I did something like Troy did for canoe camping. I bolted a regular cheap lightweight toilet seat to a folding camp stool. Conduit clamps hold the front in place after unfolding. Just set it over a hole on the sandbar. Works OK until a boat comes by. Don't put the roll of toilet paper on the damp sandbar.

X2 on not running a generator.


----------



## NCHillbilly (Feb 13, 2015)

One thing unrelated to bathrooms, but can make all the difference in the world while camping, is to invest in a BIG tarp to string up over the campsite.
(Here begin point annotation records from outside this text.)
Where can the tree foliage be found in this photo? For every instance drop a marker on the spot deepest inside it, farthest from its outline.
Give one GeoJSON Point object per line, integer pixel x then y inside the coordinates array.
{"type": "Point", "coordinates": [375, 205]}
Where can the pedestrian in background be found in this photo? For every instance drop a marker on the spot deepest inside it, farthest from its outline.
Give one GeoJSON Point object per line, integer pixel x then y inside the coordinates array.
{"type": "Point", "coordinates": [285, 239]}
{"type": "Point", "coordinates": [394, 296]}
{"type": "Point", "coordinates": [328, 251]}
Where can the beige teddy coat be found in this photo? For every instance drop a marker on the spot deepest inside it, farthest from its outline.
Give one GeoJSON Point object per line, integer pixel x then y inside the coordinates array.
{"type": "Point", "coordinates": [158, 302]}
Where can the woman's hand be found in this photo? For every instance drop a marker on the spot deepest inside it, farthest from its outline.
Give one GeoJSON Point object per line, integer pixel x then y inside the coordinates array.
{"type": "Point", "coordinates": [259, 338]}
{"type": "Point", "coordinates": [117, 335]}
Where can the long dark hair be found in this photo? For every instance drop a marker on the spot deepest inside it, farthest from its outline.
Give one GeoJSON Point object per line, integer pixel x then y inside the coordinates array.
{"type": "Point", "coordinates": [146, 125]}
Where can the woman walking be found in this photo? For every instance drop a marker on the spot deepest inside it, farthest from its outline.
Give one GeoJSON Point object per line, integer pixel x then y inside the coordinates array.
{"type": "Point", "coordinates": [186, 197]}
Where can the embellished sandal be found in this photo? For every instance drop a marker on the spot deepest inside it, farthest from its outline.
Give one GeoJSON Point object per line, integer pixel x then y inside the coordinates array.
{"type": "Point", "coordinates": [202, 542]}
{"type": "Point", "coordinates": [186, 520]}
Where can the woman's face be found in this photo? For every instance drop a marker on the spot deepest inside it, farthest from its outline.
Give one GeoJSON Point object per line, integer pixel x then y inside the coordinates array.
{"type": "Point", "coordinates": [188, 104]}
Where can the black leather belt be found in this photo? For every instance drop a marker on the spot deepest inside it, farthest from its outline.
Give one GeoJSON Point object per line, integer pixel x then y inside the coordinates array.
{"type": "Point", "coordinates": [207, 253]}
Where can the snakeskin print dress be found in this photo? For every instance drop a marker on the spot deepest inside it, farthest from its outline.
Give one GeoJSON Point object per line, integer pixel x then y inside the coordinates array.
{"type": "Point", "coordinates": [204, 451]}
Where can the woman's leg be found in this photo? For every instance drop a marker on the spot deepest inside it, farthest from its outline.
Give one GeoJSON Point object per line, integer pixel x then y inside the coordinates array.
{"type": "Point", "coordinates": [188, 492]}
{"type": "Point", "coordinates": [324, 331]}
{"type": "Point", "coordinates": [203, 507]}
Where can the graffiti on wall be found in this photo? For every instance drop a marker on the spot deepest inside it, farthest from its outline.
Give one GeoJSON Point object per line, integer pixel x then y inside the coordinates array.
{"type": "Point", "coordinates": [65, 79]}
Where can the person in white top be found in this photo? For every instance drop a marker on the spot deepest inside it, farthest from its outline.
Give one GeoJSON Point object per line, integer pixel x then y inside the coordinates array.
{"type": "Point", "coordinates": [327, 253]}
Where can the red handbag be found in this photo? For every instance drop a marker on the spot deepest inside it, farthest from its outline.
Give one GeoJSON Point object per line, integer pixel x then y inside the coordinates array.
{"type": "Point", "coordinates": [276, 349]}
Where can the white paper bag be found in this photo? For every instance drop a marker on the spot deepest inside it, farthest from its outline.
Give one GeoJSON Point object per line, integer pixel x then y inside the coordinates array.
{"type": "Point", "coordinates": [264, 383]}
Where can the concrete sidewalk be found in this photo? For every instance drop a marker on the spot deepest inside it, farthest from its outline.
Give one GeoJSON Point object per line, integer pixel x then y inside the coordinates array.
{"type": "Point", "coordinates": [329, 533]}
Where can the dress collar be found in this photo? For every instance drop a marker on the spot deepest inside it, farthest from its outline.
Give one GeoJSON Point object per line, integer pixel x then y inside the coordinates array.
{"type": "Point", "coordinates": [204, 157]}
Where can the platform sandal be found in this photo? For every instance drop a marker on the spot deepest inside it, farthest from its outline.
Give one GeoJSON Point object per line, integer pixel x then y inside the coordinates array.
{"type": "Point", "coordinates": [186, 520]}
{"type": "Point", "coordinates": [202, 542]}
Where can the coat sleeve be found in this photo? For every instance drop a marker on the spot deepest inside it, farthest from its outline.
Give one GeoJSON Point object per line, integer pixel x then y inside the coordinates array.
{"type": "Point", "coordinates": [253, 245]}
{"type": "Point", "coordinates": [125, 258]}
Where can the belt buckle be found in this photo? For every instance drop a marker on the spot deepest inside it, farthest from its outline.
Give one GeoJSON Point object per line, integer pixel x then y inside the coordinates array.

Can turn a miserable rainy weekend into a fun one.


----------



## Bucky T (Feb 13, 2015)

Toss them a box of wet wipes.  

The grab a tree method works for ladies too.


----------



## 660griz (Feb 13, 2015)

This may help.


----------



## T-N-T (Feb 13, 2015)

When I was a kid my pops told me to find a small diamiter tree and bend it over.
The key is to find a tree that is pliable enough to bend and sit on , but wont break from your weight and leave you dirtier than when you started...  But I have bent many a tree on camping and hunting trips.

Wet wipes can make a decent enough shower for a few days.  Cheap too.


----------



## Artfuldodger (Feb 13, 2015)

Teach them how to straddle dog fennels and duck walk if you have no toilet paper. I try to always carry some of those small packs of Army issue toilet paper for emergency use.


----------



## SGADawg (Feb 13, 2015)

TopherAndTick said:


> When I was a kid my pops told me to find a small diamiter tree and bend it over.
> The key is to find a tree that is pliable enough to bend and sit on , but wont break from your weight and leave you dirtier than when you started...  But I have bent many a tree on camping and hunting trips.
> 
> Wet wipes can make a decent enough shower for a few days.  Cheap too.



And all this time we thought those were Indian guide trees.


----------



## Troy Butler (Feb 13, 2015)

660griz said:


> This may help.



 Thing is I am going to rig me one of them up. To funny


----------



## T-N-T (Feb 13, 2015)

SGADawg said:


> And all this time we thought those were Indian guide trees.



I never put two and too together, but you might be on to something!


----------



## Flaustin1 (Feb 13, 2015)

Thanks again fellas.


----------



## tim scott (Feb 19, 2015)

I think we need to define things first.... primitive camping with wife (now ex) or girlfriend is a hotel without room service. so special needs are met by hauling three sacks of groceries to the room, along with a bottle of my favorite adult beverage. water never a problem but she has to go get her own ice cubes. 
tim


----------



## tsharp (Feb 27, 2015)

Cut the bottom off a 5 gals bucket and use it like that, just make sure they are some straight shooters. If not let them keep the bucket.


----------



## Artfuldodger (Feb 27, 2015)

tsharp said:


> Cut the bottom off a 5 gals bucket and use it like that, just make sure they are some straight shooters. If not let them keep the bucket.



Make sure all meals consist of cheese and no fiber.


----------